Wiele osób, które przeczytało tę kolejną już powieść Majgull Axelsson twierdzi, że jest ona gorsza od poprzednich być może dlatego, że pisarka ta jest w pewien sposób monotematyczna i w pewnym sensie dotyczy tego samego kobiecych relacji, kobiecych wyborów. W każdej powieści przeważa podobny schemat : akcja toczy się na kilku planach czasowych, a w miarę rozwoju wydarzeń możemy zaobserwować jak pewne sytuacje i decyzje podjęte w przeszłości wpływają na teraźniejsze życie bohaterów. Może jednak niektórym ten schemat się już znudził ?
Mnie książka się podobała i wbrew opinii, że wiele wątków jest tam niepotrzebnie „upchanych” mnie było jej mało,chciałam, żeby się nie kończyła chciałam czytać więcej i więcej.

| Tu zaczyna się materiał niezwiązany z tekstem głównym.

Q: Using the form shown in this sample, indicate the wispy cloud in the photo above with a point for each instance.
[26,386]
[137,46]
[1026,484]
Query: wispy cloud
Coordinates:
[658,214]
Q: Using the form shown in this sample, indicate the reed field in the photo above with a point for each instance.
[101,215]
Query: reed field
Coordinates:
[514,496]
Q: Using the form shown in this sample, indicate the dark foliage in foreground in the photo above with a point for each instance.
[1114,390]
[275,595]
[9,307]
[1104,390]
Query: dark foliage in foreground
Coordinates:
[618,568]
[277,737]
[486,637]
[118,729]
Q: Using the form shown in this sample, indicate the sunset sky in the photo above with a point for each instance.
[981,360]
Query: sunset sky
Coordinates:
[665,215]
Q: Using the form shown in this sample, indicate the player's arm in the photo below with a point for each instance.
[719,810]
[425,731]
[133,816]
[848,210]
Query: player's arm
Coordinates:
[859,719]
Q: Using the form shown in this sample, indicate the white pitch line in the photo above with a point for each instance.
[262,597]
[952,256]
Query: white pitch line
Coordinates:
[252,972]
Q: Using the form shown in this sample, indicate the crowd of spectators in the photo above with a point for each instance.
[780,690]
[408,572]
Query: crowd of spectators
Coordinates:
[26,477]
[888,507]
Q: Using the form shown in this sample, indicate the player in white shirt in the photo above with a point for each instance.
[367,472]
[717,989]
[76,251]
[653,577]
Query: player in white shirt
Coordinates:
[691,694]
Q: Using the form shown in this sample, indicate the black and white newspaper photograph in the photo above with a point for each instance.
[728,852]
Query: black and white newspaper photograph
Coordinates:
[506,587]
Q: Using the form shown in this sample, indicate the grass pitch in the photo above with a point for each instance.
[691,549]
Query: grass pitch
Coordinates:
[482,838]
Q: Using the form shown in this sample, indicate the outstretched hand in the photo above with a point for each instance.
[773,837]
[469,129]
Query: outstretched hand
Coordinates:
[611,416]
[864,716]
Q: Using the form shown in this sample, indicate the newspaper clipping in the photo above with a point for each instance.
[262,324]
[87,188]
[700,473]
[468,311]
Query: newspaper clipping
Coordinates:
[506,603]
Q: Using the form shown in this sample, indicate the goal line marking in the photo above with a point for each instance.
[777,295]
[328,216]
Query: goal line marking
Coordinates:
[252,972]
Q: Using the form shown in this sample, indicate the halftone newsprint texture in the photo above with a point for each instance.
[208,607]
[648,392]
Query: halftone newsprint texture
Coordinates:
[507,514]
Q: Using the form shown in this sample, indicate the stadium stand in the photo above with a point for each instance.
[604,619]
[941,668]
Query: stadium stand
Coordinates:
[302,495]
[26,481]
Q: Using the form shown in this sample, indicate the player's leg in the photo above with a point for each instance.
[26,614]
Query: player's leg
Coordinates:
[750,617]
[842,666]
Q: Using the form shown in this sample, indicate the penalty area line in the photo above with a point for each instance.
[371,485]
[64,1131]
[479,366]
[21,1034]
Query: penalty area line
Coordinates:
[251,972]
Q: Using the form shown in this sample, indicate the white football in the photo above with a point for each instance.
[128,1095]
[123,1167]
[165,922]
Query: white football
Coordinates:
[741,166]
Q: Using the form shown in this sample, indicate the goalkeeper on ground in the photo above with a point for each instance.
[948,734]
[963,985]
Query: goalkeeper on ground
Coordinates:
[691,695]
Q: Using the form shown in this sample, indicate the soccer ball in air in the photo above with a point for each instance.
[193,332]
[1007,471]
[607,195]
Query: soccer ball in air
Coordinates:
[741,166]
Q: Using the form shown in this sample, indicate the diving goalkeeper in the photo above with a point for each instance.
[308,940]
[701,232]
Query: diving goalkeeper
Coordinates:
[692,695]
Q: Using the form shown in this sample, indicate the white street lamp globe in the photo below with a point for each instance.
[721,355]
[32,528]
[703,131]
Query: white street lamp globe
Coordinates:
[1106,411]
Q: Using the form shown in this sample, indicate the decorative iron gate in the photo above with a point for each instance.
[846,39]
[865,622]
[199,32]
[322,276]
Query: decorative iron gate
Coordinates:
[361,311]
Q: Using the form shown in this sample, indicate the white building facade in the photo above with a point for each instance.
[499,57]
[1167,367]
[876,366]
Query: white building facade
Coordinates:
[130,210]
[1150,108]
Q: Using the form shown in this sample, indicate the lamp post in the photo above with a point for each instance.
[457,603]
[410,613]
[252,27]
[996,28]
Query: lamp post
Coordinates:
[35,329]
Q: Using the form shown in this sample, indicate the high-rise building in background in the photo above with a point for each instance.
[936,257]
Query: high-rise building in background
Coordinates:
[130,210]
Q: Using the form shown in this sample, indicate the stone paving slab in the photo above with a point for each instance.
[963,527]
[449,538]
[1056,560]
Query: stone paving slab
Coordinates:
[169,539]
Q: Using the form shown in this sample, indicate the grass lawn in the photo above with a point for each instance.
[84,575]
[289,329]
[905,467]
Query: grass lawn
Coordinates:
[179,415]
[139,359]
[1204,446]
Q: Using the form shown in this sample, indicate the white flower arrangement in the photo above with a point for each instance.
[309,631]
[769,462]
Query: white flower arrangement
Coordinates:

Może właśnie dlatego jest mi bliższa od pozostałych książek Axelsson bo opowiada o trudnej miłości ? W życiu ludzi przeważają pewne wzorce, które w każdej większej czy mniejszej społeczności są podobne dlatego często spotykając jakąś kobietę, nawet gdy jej nie znamy, ale wiemy, że jest matką możemy stwierdzić, że dla niej spośród wszystkich osób na świecie najważniejsze są jej dzieci dopiero gdzieś dalej w hierarchii jest rodzeństwo, bratankowie, siostrzeńcy. W książce „ Lód woda, woda lód” cały ten porządek jest zachwiany. Jest siostrzeniec ważniejszy od własnej córki, ciocia ważniejsza od mamy, siostry bliźniaczki, które kiedyś były jak jedna dusza w dwóch ciałach a teraz są para wrogów i dzieci skrzywdzone przez własnych rodziców.
Podoba mi się rys psychologiczny bohaterów. Nie są oni podzieleni na dwie grupy dobrych i złych jak to bywa w innych książkach ( zwłaszcza jeśli główna bohaterka jest alter ego autorki bywa, że jest dobra cnotliwa podejmuje same dobredecyzje i zachowuje się nad wyraz poprawnie – bo autorka zazwyczaj właśnie tak widzi siebie – a kto nie jest z nią jest czarnym charakterem). Każda postać ma wady i zalety, nie można jej jednoznacznie ocenić . Podoba mi się również jak została ukazana przyjaźń Susane z jej szkolną koleżanką to, że jest pełna takich ludzkich cech jak niewypowiedziane żale i pretensje, próby „ bycia tą lepszą, tą lepiej ubraną i tą bardziej popularną”. Właśnie takie są przyjaźnie małych dziewczynek, które właśnie tak się zachowują. Choć często uciekam do świata książek po to by „ zobaczyć lepszy obraz świata” ostatnio natrafiam na prozę w której relacje międzyludzkie ukazane są nie idealistycznie, ale wręcz infantylnie i naiwnie jakby proza ta tworzona była nie przez dojrzałych pisarzy a kilkunastoletnią zbyt romantycznie nastrojoną dziewczynkę. W tej powieści nie znajdzie się takich infantylnych elementów, w niej takich nie ma są za to te życiowe.
W tej powieści są sceny, które wzbudzały moje emocje. Na przykład kiedy widziałam stosunek Inez do własnej córki wzbierała we mnie złość. Gdybym mogła wyciągnęłabym tę kobietę ze stronic powieści i mocno nią potrząsnęła.Tak samo zrobiłabym z chłopcem Elsie po tym jak ją skrzywdził.
Uważam, że właśnie tak powinno się pisać, tak aby poruszyć czytelnika. Wszystkim tę książkę gorąco polecam.